Negotiations on a contract extension between the Braves and Freeman, who was with the organization from the 2007 draft through their World Series win in 2021, started in earnest last season. After the parties couldn’t come to an agreement after the trade deadline, Freeman filed for free agency but did not sign before the Dec. 1 lockout. The disconnect Close describes regards what occurred following the reopening of free agency.

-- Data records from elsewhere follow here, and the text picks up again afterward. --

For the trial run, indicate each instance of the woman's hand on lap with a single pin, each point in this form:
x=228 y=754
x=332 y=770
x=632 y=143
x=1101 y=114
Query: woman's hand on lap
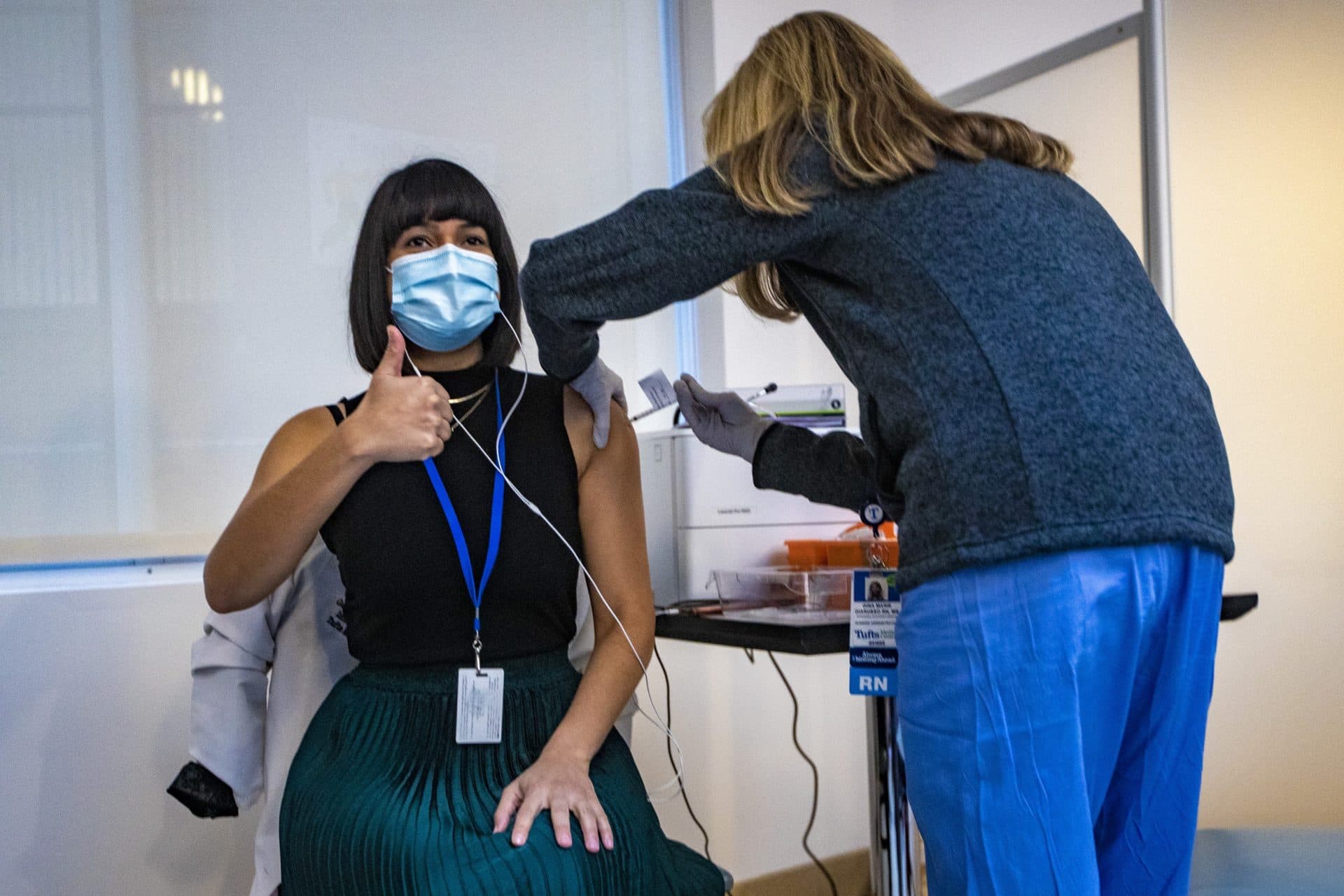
x=561 y=785
x=402 y=418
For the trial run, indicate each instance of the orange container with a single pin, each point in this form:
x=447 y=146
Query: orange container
x=841 y=552
x=808 y=552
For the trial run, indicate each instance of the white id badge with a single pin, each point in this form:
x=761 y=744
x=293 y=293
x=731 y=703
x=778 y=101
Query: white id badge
x=480 y=706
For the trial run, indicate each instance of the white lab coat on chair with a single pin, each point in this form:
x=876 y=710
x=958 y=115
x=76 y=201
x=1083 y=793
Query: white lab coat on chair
x=260 y=675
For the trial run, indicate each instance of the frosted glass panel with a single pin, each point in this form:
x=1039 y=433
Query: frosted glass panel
x=1093 y=106
x=181 y=190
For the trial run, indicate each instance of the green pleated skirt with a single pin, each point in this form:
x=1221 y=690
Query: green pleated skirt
x=382 y=799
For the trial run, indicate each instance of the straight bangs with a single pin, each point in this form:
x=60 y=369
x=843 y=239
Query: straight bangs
x=428 y=191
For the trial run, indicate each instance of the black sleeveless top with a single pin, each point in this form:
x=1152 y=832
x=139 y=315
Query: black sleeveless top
x=405 y=597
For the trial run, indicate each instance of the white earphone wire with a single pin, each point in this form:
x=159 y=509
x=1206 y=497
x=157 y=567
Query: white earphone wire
x=672 y=788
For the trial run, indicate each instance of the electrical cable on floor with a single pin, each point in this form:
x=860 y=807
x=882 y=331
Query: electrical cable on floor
x=816 y=778
x=667 y=692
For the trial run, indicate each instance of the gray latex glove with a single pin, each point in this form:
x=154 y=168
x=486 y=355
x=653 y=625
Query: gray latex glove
x=598 y=386
x=721 y=419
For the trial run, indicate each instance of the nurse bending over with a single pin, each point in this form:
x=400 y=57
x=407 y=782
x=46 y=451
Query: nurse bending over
x=428 y=764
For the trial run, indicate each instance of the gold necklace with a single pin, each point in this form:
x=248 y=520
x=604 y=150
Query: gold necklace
x=468 y=398
x=458 y=421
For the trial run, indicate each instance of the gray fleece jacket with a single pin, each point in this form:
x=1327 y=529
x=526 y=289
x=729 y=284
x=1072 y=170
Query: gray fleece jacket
x=1023 y=390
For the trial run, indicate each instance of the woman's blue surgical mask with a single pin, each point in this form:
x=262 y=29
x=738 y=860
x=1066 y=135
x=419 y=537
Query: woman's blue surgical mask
x=445 y=298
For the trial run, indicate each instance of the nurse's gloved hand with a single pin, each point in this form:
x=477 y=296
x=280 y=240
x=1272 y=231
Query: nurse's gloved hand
x=598 y=386
x=721 y=419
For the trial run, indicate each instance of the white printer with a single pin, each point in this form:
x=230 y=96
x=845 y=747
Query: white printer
x=704 y=514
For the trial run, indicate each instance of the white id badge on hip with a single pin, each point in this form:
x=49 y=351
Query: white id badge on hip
x=480 y=706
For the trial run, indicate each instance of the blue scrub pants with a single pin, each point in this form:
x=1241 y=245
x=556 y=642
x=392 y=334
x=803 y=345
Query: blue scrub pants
x=1053 y=716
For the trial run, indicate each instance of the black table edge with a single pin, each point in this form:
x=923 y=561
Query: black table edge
x=831 y=637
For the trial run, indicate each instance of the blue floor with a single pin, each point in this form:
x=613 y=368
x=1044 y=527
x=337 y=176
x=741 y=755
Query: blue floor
x=1269 y=862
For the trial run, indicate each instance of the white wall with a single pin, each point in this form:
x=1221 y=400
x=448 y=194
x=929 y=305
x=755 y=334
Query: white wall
x=175 y=274
x=94 y=701
x=1257 y=115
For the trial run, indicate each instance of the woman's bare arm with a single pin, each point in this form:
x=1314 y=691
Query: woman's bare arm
x=309 y=466
x=612 y=520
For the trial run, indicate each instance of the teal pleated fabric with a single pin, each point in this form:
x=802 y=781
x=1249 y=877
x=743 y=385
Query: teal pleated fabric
x=382 y=801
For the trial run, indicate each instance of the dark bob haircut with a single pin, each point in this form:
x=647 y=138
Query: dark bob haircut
x=425 y=191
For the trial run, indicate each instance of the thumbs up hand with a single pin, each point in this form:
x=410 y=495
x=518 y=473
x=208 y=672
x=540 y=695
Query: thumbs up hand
x=402 y=418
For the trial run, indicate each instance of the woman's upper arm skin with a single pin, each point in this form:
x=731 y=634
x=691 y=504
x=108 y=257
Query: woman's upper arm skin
x=293 y=442
x=612 y=519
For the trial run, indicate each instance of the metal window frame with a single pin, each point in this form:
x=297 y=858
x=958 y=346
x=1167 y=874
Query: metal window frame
x=1148 y=27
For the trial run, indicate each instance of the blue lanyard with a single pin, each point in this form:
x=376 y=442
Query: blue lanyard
x=473 y=589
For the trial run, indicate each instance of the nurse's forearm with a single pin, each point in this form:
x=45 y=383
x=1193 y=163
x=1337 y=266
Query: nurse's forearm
x=835 y=469
x=612 y=676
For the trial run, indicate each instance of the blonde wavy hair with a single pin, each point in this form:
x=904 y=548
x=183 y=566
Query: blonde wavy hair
x=822 y=78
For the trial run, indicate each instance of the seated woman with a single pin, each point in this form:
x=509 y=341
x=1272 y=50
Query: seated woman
x=454 y=583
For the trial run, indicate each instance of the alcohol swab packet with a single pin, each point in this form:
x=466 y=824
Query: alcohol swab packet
x=657 y=388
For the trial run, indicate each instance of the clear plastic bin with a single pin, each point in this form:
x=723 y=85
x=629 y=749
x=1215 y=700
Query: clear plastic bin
x=784 y=586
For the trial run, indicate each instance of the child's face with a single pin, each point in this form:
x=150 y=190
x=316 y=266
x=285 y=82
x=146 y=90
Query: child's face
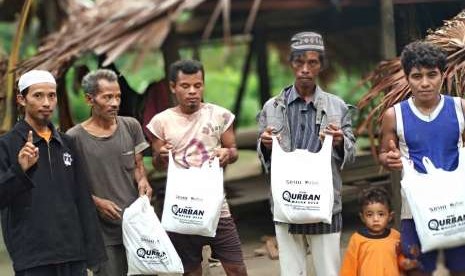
x=376 y=217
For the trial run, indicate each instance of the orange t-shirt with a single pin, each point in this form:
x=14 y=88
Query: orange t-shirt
x=369 y=255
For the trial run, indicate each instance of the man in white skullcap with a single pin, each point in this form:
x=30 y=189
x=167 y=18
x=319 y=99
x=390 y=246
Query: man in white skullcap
x=49 y=222
x=299 y=116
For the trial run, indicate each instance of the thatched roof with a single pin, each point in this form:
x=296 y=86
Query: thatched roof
x=389 y=86
x=108 y=27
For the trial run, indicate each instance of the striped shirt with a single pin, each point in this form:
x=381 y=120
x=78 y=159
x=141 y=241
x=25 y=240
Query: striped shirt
x=305 y=135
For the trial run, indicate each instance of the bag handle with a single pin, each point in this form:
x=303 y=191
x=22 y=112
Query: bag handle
x=145 y=203
x=215 y=162
x=327 y=144
x=407 y=166
x=429 y=166
x=275 y=146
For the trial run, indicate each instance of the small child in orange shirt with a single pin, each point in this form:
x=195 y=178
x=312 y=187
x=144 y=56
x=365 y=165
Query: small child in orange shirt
x=373 y=250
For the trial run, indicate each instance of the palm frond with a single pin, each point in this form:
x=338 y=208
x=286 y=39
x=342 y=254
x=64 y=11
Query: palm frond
x=388 y=85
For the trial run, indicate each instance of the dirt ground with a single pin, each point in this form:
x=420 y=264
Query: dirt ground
x=254 y=221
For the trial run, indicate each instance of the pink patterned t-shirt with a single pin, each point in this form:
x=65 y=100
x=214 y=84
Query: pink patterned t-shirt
x=193 y=136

In a phone conversation, Close told ESPN three previous offers — one toward the beginning of the 2021 season and two in August, the final one for five years and $135 million — were communicated formally via email. Close said the Braves never made a formal offer for Freeman, 32, during free agency and that the purported final offer — for five years and $140 million — was floated March 12 by Braves general manager Alex Anthopoulos as a possibility. Close said he relayed the discussions about the potential offer to Freeman but insisted it was not firm.
While the Dodgers and Tampa Bay Rays had expressed interest in Freeman, discussions had centered on parameters of a potential deal, not offers. Multiple media reports said Close issued an ultimatum to the Braves: They had one hour to accept either a five-year, $165 million deal or six-year, $175 million contract. Close told ESPN: “I never issued an ultimatum to the Braves or put a deadline on the negotiations.”
On March 14, two days after the discussions ended, the Braves traded a prospect-laden package to Oakland for All-Star first baseman Matt Olson, whom they soon signed to an eight-year, $168 million contract. On March 17, Freeman agreed to a six-year, $162 million deal with the Los Angeles Dodgers.
The Braves have not publicly addressed in detail the Freeman discussions and declined comment when reached by ESPN.
The rousing ovation Freeman received in his return to Atlanta over the weekend highlighted the complicated consequences of his free agency. While Freeman said before the series “I have no regrets” over signing with the Dodgers, the lingering effect is palpable. Dodgers star Clayton Kershaw told the Atlanta Journal-Constitution “I hope we’re not second fiddle” in Freeman’s mind.
Freeman’s return to Atlanta over the weekend coincided with his firing of Excel Sports Management, whose baseball division is run by Close and employs Freeman’s longtime day-to-day agent, Victor Menocal, according to ESPN’s Buster Olney. Freeman, when asked whether he had fired Excel, called his relationship with the agency “fluid.” Freeman would be the second prominent client to depart from Excel this winter. Trevor Story, who signed a six-year, $140 million free-agent deal with the Boston Red Sox, then left Excel for Wasserman.